Plus, XML works. Gone are the days when your officemates considered you a guru if you were able to beat plain, tab-delimited text out of one product and import it into another (often with some data loss and much manual reformatting). XML helps vendors build products whose interoperability empowers consumers to work smarter, not harder. Consumers respond with their pocketbooks.
Not a Panacea, But Plays One on TV
I'm not saying that XML is a panacea for all software problems. The data in a JPEG is much better expressed in binary format than as text. Nor do I claim that every software package on the market "gets" XML, although most professional applications and many consumer products do, and their numbers are continually growing. I'm not even saying that all software that claims to support XML does so flawlessly. (Not even on the web. As mentioned elsewhere in this book, the chief gripe against XHTML, the XML version of HTML, is that Internet Explorer treats it as HTML.) But flawlessly implemented or not, XML is the web standard that has most transformed the software industry and the hardware we use in our homes and workplaces.
Even the makers of products that don't support XML seem to believe they should. In April 2002, distressed by lackluster sales and a fragmented middleware market, a group of interactive television and technology providers banded together under the banner of the iTV Production Standards Initiative (www.itvstandards.org). Its mission: to unveil—and shore up support for—an XML-based standard intended to "allow producers to write interactive content once and distribute it to all major set-top box and PC platforms." Sound familiar? It's exactly what The Web Standards Project had to say about W3C standards during the browser wars of the mid- to late 1990s.
Builds Strong Data Five Ways
On the web, XML is increasingly the format of choice for IT professionals, developers, and content specialists who must work with data housed in large corporate or institutional systems. Choosy mothers choose XML for five reasons, many of which will be familiar from the preceding discussion:
- Like ASCII, XML is a single, universal file format that plays well with others.

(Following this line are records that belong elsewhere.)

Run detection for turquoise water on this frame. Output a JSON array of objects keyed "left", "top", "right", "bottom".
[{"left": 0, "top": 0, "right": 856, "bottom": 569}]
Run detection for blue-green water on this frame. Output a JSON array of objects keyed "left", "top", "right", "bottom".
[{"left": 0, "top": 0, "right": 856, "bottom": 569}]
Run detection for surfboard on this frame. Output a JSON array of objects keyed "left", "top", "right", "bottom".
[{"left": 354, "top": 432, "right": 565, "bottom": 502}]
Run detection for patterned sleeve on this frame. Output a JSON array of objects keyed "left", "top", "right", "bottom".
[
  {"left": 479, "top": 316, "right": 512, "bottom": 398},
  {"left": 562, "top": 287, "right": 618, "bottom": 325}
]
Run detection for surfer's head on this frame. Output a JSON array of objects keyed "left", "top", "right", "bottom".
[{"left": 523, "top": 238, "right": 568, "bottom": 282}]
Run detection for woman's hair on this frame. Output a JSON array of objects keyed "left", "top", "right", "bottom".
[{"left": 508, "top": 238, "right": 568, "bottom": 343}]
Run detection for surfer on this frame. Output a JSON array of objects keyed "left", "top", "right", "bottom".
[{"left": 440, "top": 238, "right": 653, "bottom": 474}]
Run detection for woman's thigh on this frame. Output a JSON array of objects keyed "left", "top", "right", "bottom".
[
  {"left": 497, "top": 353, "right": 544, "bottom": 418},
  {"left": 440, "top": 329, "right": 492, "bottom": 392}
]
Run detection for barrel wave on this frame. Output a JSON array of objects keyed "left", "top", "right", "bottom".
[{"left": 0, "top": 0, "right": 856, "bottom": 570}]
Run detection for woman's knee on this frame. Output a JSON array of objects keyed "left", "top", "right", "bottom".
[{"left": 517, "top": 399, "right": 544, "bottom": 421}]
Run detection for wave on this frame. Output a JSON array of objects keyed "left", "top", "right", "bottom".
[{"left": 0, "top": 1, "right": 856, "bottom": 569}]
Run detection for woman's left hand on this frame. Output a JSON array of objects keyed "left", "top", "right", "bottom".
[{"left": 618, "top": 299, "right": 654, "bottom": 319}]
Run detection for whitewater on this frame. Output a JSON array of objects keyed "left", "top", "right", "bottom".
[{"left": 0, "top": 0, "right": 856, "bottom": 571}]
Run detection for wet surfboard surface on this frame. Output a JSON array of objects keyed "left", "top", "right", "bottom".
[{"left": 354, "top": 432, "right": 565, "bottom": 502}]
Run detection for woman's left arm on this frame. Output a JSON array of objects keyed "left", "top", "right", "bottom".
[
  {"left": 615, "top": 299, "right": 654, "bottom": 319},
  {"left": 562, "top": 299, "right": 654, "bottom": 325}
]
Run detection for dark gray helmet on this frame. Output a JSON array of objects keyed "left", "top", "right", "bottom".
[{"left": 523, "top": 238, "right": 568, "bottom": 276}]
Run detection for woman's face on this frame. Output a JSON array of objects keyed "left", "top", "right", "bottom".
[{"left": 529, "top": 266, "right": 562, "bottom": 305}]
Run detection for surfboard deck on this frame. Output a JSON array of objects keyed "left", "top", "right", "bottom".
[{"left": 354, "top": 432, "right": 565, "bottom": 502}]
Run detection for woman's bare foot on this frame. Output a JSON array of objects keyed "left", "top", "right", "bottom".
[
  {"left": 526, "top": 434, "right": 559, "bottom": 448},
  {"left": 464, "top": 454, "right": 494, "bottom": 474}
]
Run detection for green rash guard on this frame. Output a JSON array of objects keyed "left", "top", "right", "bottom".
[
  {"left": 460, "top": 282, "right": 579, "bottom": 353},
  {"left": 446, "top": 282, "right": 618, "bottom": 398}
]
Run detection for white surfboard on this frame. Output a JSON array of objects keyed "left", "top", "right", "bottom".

- Unlike ASCII (or HTML), XML is an intelligent, self-aware format. XML not only holds data; it can also hold data about the data (metadata), facilitating search and other functions.
- XML is an extensible language: it can be customized to suit any business or academic need, or used to create new languages that perform specific tasks, such as data syndication or the delivery of web services.
- XML is based on rules that ensure consistency as data is transferred to other databases, transformed to other formats, or manipulated by other XML applications.
- Via additional XML protocols and XML-based helper languages, XML data can be automatically transferred to a wide variety of formats, from web pages to printed catalogs and annual reports. This transformational power is the stuff developers could only dream about before XML came along. Nor do corporate bean counters fail to appreciate the cost-saving efficiencies that XML facilitates.
A Mother Lode of Inventions
While a complete discussion of XML is outside the scope of this book, the examples that follow will suggest the depth of XML acceptance on and beyond the web and illustrate how the continual emergence of new XMLderived languages and protocols solves problems that once daunted even the brainiest developers.
Resource Description Framework (www.w3.org/RDF)
This XML-based language provides a coherent structure for applications that exchange metadata on the web. In practical terms, RDF integrates library catalogs and directories; collects and syndicates news, software, and all kinds of content; and facilitates communication and sharing between various types of collections (such as personal photo and music collections, to steal an example from the write-up on W3C's site). The power of RDF can also drive software. If you happen to have the Mozilla browser available on your desktop, open its folders and sniff around. You'll find RDF (and CSS) files that help the browser do its job. Specifically, dig around in the profile folders. Each profile has its own set of XML-based files.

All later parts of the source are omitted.